Animated Route Progress Line Slot
This example replaces relation-graph's default line rendering with a custom route-progress slot driven by per-line metadata such as icon, speed, weight, and completion percent. It also reveals richer metrics when a line is checked, adds a coordinated circular node slot, and reuses shared viewer utilities for canvas settings and image export.
Custom Route Progress Line Slots with Checked-State Metrics
What This Example Builds
This example builds a left-to-right route tree that looks like a transport or flow-monitoring board rather than a default graph. Each line becomes a thick animated route with a moving dot, a vehicle emoji positioned along the computed path, and a label card that expands when the line is checked.
Users can inspect lines, click the moving marker or label without losing relation-graph’s normal line event flow, open a line-specific Detail action, drag or minimize the floating help window, switch canvas interaction modes, and export the graph as an image. The main point of the demo is that per-line metadata drives both the motion and the detail reveal, while relation-graph still handles layout, path geometry, and line-state management.
How the Data Is Organized
The graph data is declared inline as RGJsonData with rootId, nodes, and lines. Every line still uses relation-graph’s standard from and to structure, but each one also carries a data object with myIcon, myCapacity, myWeight, mySpeed, and myPercent. That payload is the real content of the example: it determines which vehicle marker is shown, how large it is, how fast the white dot moves, and how far the highlighted route has progressed.
There is one small preprocessing step before setJsonData: every line has showEndArrow = false. That keeps the route display closer to a monitored track than a directional connector with arrowheads. In a real application, the same shape could represent shipment routes, process transfer lines, pipeline status, service traffic, or machine flow, as long as each connection can expose a progress value and a few metrics.

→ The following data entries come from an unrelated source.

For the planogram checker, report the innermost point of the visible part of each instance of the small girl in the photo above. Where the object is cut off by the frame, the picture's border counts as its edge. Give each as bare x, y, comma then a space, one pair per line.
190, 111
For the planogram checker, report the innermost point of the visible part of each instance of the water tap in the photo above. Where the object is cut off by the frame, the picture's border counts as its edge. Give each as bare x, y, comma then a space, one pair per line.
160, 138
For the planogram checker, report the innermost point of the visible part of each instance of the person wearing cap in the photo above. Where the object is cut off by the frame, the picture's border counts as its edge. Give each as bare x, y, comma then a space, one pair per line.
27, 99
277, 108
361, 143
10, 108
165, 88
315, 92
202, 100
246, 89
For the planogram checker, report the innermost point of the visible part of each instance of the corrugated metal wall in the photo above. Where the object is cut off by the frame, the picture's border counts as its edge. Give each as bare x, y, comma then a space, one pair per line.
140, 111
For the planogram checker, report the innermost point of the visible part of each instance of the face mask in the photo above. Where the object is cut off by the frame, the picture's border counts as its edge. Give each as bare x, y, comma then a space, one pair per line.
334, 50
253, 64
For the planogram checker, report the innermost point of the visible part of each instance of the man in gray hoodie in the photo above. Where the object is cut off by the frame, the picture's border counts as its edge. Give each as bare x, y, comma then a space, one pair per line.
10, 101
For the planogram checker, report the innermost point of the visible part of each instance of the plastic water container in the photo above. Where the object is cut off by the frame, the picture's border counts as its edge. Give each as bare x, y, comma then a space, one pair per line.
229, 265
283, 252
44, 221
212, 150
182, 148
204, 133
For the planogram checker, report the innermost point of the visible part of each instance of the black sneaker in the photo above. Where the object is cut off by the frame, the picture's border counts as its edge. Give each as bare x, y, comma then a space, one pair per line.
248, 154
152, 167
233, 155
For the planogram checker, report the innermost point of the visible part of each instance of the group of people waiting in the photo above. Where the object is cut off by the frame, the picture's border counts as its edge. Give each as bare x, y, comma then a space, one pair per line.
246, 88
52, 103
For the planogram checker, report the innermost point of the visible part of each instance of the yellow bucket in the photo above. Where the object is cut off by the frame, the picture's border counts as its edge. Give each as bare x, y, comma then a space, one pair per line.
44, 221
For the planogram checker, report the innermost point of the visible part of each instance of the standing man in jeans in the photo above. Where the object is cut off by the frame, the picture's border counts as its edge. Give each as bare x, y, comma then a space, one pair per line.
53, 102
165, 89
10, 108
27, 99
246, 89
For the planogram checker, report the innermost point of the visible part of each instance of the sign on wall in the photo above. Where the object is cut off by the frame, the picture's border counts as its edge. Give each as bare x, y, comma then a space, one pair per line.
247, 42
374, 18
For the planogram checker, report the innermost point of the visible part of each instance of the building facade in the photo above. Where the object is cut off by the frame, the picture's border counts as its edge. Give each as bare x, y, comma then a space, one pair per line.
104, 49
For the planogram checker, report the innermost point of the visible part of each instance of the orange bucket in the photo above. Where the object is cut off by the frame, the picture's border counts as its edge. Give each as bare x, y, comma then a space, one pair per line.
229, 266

How relation-graph Is Used
RGProvider wraps the example so hooks can resolve the active graph instance. RelationGraph is configured with a tree layout that grows from the left, levelGaps of [500, 400], RGJunctionPoint.lr, and RGLineShape.StandardCurve. Those defaults make the route geometry predictable enough for path-following animation.
The key extension point is RGSlotOnLine. MyGraph passes the runtime line slot props into MyLineContent, then adds a parent callback for the Detail action. Inside MyLineContent, RGHooks.useGraphInstance() calls generateLinePath to get the real SVG route, generateLineTextStyle to reuse relation-graph’s computed label placement, and onLineClick to forward custom SVG or HTML clicks back into relation-graph’s line event pipeline.
The slot keeps relation-graph primitives in the loop instead of reimplementing everything manually. RGLinePath renders the actual SVG path and receives the forwarded click handler. RGLineText renders the HTML label container when the line is in the div-text branch. A wrapper <g> writes CSS variables such as the path itself, total length, moved length, moved percent, and speed, and the stylesheet consumes those variables to animate the stroke, white dot, and emoji marker with stroke-dasharray and offset-path.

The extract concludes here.